# Help with 40 Breeder Planted Aquarium Setup



## ElektroPR (Dec 8, 2018)

Hi everyone,

I'm setting up a 40 Breeder Aquarium at the front office of my school. The tank is already up with water. I used a 40 lb of Eco-Complete, a Nicrew ClassicLed Plus (30"-36"), a Penguin 350B (super cheap $20), I added 2 foam blocks of Poret from SwissTropical to the Penguin (the filter has room for extra media). I was planning of using a 3D background but was too expensive so end up using a printed background like a photo. Looks OK. Please see pictures below:




























This are some of the plants I think will be bulletproof. This tank will be maintain by the school office manager so it needs to be bullet proof. I'm even planning to use a timer for the light. Please feel free to correct me if I'm wrong and to add some other nice beginner plants not included.

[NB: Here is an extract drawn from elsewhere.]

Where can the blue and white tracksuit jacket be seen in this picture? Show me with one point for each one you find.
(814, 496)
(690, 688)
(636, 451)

*Floating and Other Plants*
Frogbit
Marimo Moss Ball
Java Moss
Susswassertang

*Background and Stem Plants*
Vallisneria "Jungle Val"
Pogostemon Stellatus Octopus
Echinodorus Grisebachii or Echinodorus Amazonicus "Amazon Sword"
Microsorum Pteropus "Java Fern"
Mint Bacopa "Bacopa Caroliniana"
Carolina Fanwort "Cabomba Caroliniana"
Anacharis/Elodea
Ceratophyllum Demersum "Hornwort"
Aponogeton Crispus (Blulb Plant)
Ceratopteris Thalictroides "Water Sprite"

*Midground*
Anubias (any variaty)
Cryptocoryne Wendtii Red
Cryptocoryne Lutea

*Foreground and Carpet Plants*
Marsilea hirsuta "Dwarf Four Leaf Clover" 
Echinodorus Tenellus "Dwarf Chain Sword"
Helanthium Tenellum
Sagittaria Subulata "Dwarf Sagittaria"


----------



## fishyjoe24 (May 18, 2010)

the marsilea hirsuta and helanthium tenellum will more or likely need c02 and root tabs. oh and more or likely the amazon sword may grow to big for the tank. filter if it was me I'd go for a canister. it does look like you are a good start.


----------



## ElektroPR (Dec 8, 2018)

Fishy.Joe,

Thank you for the info. So Dwarf Sag is the easiest carpet plant? What other carpet plants would you recommend that don't need high lights and CO2? I'm thinking of just using the Dwarf Sag but I would like to have options or use more than one carpet plant. Thanks.


----------



## ElektroPR (Dec 8, 2018)

Sorry for not updating in a while. On the last meeting (Artifact) I got Crypts, Jungle Val, 2 nice mansanita wood pieces (donated to the school by Michael and Shane from Artifact), 1 anubia, some frobbit (along with some duckweed hard to get rid of it), some buce, Amazon Sword, bacopa, some plant that I don't know the name that is on the right of the Val that is in the back/middle, and a rootless plant that looks like Susswassertang but some members told me it as something else. Well I got all bag on that Sunday and kept it until Tuesday and then I start to feel fever so I new I was going to be absent for a couple of days. I decided to just plant them as fast as possible before my body crashed. I was able to put everything and left the wood floating. I expected it to look horrible due to doing it with no plan or previous aquascaping knowledge/experience, I just toss those plants in before they melted in the bags. Well to my surprise it doesn't look that bad, I mean is not gonna win a competition but it could have gone worse due to the circumstances. Please see picture below tanking around 1-2 months later:










If you look closer to the plant in the middle background, there is son staghorn algae growing. I think that was the Jungle Val, so I just removed it and throw it away. There is another Jungle Val on the most left side background. That one is algae free. I think is because it doesn't get as much light as the one that got infected. Then I trimmed the plants last Friday and now it looks like:










The only fish is a Betta named Snow Flake that was supposed to go on another tank. The other tank didn't cycle in time and he end up in the 40 Breeder, supposedly temporary, however now is too late to remove him because he's has been name by the staff as Snow Flake. I fear that if I remove him, he might have psychological distress plus my co-worker will hate me 

I'm in the plant to buy more fish this after 11-15-19 (payday!!!). Please feel free to give suggestions. I have now idea what to put there. I was thinking 20 neon tetras, maybe 40 chili raspboras (after modifying the filter intake with a sponge filter). The tank currently has a 150W heater keeping temp at 82 degrees. Feel free to give any other suggestions.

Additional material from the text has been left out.